Garvis moved as if to touch me, but I shot backward, back toward the cliff. Maybe if I could get far enough away, his magic wouldn't be able to reach me.
But I knew that would be futile even as I forced my strides to lengthen, forced my arms to pump. If Coen had already picked out the memories of everyone on campus, Garvis would sure as hell be able to pick mine out, and—
Sasha and Sylvie's ropes of magic pulled me back.
I flailed against them, kicking and screaming and twisting, but they eased me to the smoothest patch of shore and pinned me against the ground.
"I'm so sorry, Rayna."
I knew by the clogged pinch of Sylvie's voice that she was crying, too, but I didn't care.
"Let me go! Don't touch me! Don't you dare!"
Coen's face was in front of mine, suddenly, bowing over me, blocking my view of the top of the curling, spitting dome.
"Breathe," he commanded.
"No."
I wished I hadn't taken my pill last Sunday, wished my power could rise up and strike him away from me. Away from my mind and the precious things it held.

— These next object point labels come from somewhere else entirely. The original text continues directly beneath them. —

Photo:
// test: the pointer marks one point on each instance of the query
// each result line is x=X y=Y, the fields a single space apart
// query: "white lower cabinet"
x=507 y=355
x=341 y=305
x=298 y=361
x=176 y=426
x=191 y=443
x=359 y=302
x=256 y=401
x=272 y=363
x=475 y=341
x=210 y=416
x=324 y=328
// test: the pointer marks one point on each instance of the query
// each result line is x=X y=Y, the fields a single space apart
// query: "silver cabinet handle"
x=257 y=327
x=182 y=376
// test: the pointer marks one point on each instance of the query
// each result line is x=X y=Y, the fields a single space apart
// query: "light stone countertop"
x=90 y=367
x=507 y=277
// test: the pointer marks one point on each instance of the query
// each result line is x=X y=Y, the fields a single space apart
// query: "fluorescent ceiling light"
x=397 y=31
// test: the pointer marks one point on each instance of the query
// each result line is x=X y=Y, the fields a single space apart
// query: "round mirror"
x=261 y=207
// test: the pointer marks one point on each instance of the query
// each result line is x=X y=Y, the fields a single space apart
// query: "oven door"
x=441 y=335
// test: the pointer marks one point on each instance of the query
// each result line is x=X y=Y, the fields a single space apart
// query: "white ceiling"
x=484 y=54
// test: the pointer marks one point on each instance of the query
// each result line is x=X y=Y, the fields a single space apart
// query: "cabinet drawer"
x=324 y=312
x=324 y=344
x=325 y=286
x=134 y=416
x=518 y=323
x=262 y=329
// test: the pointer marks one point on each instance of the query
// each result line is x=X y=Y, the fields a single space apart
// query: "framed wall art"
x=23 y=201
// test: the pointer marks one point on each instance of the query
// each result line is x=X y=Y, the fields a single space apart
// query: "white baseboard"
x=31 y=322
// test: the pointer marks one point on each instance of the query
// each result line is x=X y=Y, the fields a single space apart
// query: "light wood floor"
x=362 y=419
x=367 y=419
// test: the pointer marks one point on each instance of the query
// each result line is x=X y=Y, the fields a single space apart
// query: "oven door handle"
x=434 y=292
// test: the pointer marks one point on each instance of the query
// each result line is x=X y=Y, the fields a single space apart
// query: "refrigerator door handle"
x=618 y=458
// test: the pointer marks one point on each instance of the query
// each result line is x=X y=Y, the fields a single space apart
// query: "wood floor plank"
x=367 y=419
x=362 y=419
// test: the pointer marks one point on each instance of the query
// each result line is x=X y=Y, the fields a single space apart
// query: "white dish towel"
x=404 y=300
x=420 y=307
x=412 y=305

And as soon as I thought that, a bit of it seemed to lift its head up inside me. To sniff the air and reach, sensing my panic, sensing my need for that power to spear through the bars that contained it and attack.
Except I didn't want to attack Coen. I wanted to keep him. I wanted to love him. And even when I knew I couldn't have all that, I just wanted one more goddamned night with him.
"I will come back for you," Coen said, and now the smoky quartz of his eyes shimmered with tears. "I'll make sure you get your pills every week, and I'll form a plan, and I'll come back for you and take you away from here as soon as I can."
I didn't stop thrashing. The tears didn't stop swelling and biting into the corners of my eyes and burning my cheeks as they spilled down.
"How can I possibly believe you after everything you've—"
"Because I fucking love you, Rayna."
Coen's voice was suddenly louder than the roar of sea and dome and the ringing in my ears. His lips grabbed mine in an urgent kiss.
"I love you." He kissed me again. "I love you." Again. "I love you." I was kissing him back, desperate to cling to any part of him that I could, to inhale his bamboo scent forever. "You are the hurricane that has ravaged my heart, Rayna, and you are the only one who can put it back together." Coen ground his forehead into mine, until our lips were resting in the curves and spaces of each other, and our breaths became one. "I will come back for you. I will make you pick up my pieces. And I will pick up yours."
Then we were kissing again, a perfect blend of flesh and breath, ebbing in and out of each other until the mist gathered around us in an endless swirl.